3. Il résulte des dispositions précitées que les convocations aux réunions du conseil communautaire, accompagnées des notes explicatives de synthèse, doivent être envoyées aux conseillers communautaires en respectant un délai de cinq jours francs avant la réunion. Un requérant qui soutient que les délais légaux d’envoi des convocations à un conseil communautaire n’ont pas été respectés alors que, selon les mentions du registre des délibérations du conseil communautaire, ces délais auraient été respectés doit ainsi apporter des éléments circonstanciés au soutien de son moyen. En l’absence de tels éléments, ses allégations ne sauraient conduire à remettre en cause les mentions factuelles précises du registre des délibérations qui, au demeurant, font foi jusqu’à preuve du contraire.

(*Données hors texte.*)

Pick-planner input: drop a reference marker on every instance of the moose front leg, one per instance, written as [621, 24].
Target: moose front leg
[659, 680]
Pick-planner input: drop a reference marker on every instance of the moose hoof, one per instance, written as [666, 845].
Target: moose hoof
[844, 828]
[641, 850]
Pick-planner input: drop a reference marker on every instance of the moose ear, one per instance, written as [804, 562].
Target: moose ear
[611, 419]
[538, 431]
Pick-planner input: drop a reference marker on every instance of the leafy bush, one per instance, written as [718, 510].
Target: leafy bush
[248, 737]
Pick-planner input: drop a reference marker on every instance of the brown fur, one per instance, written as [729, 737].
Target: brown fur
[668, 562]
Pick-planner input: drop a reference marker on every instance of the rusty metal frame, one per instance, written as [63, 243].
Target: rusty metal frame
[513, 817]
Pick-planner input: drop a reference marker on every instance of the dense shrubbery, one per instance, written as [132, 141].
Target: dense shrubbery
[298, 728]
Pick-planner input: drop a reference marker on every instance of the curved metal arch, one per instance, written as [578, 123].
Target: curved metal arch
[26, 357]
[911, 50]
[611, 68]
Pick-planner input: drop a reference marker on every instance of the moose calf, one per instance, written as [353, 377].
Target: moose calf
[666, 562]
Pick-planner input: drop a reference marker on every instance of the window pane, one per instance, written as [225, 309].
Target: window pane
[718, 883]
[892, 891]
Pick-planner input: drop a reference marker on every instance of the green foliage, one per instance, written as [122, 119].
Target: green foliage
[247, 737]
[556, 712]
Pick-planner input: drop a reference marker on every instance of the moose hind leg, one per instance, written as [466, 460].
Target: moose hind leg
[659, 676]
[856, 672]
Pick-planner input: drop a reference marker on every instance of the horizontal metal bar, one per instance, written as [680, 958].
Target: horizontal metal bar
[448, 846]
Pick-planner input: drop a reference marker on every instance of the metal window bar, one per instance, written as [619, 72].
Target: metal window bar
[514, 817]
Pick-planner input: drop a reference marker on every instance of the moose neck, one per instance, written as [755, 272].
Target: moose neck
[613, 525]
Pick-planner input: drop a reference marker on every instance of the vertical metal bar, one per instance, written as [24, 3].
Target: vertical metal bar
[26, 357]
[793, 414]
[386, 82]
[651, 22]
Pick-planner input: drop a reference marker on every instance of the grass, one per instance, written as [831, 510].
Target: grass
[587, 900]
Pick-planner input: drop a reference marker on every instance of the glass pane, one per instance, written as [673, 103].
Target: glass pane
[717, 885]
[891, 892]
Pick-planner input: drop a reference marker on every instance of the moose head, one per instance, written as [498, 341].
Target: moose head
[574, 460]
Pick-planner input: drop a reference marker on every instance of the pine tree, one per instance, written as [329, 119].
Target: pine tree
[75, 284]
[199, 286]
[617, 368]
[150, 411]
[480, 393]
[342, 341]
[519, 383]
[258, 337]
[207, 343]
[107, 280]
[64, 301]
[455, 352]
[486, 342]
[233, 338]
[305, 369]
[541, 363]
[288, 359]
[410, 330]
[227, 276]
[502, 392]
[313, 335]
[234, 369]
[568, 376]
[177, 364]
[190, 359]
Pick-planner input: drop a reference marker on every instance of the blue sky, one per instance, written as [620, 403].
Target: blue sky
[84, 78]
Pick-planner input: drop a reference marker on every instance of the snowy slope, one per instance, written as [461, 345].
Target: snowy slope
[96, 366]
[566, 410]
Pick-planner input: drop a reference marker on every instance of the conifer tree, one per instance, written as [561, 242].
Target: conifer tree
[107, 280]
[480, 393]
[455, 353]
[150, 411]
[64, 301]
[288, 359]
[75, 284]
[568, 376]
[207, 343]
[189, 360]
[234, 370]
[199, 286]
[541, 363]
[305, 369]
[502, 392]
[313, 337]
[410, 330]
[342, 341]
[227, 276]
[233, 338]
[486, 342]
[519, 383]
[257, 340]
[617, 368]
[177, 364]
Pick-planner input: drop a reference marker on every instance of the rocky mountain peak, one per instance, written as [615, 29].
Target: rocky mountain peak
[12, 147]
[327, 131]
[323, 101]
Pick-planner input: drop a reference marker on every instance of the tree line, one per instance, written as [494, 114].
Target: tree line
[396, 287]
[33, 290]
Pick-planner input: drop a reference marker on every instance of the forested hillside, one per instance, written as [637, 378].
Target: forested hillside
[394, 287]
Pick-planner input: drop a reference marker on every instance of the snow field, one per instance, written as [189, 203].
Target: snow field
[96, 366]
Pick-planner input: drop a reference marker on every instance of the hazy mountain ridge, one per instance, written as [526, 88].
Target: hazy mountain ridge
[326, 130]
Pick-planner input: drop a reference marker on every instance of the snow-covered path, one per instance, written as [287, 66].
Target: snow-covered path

4. Il ressort des pièces du dossier que la délibération du 26 septembre 2022 mentionne la date de convocation des conseillers communautaires au 20 septembre 2022, soit plus de 5 jours francs avant la tenue de la séance, le 26 septembre 2022. Cette mention, qui fait foi jusqu’à preuve du contraire, est également indiquée sur l’entête de la convocation elle-même, ainsi que dans le compte rendu de la séance du même jour. Par suite et faute de tout élément circonstancié apporté par les requérants tendant à remettre en cause les mentions factuelles inscrites dans la convocation du 20 septembre 2022, la délibération du 26 septembre 2022 et le compte-rendu de la séance du même jour, le délai de convocation doit être regardé comme ayant été respecté. Ainsi, le moyen tiré de la méconnaissance du délai de convocation des conseillers communautaires doit être écarté.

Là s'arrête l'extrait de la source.